I hope that helps...

.r'

The non-licensed edition vmware uses only a single CPU for some stupid reason! + You need to be careful to backup your files etc.. as a colleague found out.. if Windows crashes/PC power died while ubuntu ran on vmware, well.. it did not save the files to the physical disk and boom.. all work lost..

I got a dual core + 2Gig RAM on my desktop and I can vouch that I do pretty fine (I take backups regularly to multiple machines - I shut down vmware every evening while I leave for home, so I have not had things quit on me.. *yet*!) ;).. One warning: 3+gig ram can only be used if you have a 64 bit OS. So don't order a machine with 4 Gig RAM and 32bit OS - you'd be disappointed (dumb personal experience).

Regards,
NM

Thanks for your thoughts on the various Linux distro's.

I have previously used a Windows PC running a x-windows or a terminal
emulator software tool connected to a seperate UNIX box for
development.
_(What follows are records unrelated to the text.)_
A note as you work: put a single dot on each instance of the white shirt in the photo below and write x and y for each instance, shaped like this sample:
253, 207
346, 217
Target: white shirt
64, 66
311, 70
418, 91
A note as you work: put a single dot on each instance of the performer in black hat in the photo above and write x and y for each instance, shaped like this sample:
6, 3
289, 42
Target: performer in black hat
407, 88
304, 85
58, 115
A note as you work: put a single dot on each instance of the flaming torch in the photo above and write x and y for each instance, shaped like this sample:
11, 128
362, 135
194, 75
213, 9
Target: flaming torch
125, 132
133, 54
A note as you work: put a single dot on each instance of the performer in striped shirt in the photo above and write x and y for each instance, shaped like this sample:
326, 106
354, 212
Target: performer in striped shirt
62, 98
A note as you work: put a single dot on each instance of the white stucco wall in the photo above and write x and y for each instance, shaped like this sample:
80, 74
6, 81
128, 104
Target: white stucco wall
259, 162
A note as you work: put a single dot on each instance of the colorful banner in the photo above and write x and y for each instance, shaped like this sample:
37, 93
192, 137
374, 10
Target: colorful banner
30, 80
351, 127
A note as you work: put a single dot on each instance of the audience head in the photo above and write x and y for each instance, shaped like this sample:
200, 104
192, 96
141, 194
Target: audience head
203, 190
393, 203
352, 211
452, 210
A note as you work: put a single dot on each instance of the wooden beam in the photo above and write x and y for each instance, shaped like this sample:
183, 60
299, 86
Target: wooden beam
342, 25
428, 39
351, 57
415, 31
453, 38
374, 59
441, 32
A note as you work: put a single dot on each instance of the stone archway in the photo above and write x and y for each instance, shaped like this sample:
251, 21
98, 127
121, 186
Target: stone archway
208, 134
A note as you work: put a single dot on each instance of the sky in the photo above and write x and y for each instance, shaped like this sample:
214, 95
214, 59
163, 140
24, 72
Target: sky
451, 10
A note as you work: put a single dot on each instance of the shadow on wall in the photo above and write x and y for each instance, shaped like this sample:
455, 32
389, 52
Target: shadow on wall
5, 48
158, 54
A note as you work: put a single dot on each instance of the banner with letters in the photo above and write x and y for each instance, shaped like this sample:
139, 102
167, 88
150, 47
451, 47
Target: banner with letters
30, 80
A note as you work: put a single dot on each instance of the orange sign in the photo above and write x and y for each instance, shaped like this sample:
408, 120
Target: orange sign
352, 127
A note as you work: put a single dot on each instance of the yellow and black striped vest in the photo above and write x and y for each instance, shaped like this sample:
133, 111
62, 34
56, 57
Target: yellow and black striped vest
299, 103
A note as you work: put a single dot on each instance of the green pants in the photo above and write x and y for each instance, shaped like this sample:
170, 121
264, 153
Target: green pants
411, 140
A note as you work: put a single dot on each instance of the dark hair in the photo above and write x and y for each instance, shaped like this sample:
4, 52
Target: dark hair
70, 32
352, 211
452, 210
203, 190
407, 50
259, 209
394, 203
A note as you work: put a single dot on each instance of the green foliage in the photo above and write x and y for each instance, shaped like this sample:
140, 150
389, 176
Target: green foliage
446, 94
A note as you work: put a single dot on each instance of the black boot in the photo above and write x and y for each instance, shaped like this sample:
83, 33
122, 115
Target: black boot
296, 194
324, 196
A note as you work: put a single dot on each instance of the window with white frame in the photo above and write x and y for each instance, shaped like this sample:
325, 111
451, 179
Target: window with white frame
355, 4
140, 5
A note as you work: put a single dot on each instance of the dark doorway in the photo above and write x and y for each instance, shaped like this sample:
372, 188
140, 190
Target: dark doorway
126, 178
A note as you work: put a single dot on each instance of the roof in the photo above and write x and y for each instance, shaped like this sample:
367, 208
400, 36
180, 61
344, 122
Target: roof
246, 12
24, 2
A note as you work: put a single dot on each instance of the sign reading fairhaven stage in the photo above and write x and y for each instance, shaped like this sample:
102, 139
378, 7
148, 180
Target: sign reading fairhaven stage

Is this way of working possible with fedora and ubuntu?

What are your experiences of running everything on one box with
vmware? Does the vmware route have any disadvantages?

One major disadvantage is the need to split the memory between the two
operating systems that are running. Both would like to have all the
RAM, so you better have a system with enough RAM for each.
Performance is also somewhat of an issue. Even sharing monitor space,
despite being able to make the VM full-screen, is an occasional
annoyance.

Networking seems to have the biggest disadvantage to me, since you are
forced behind the VM's NAT or Bridge.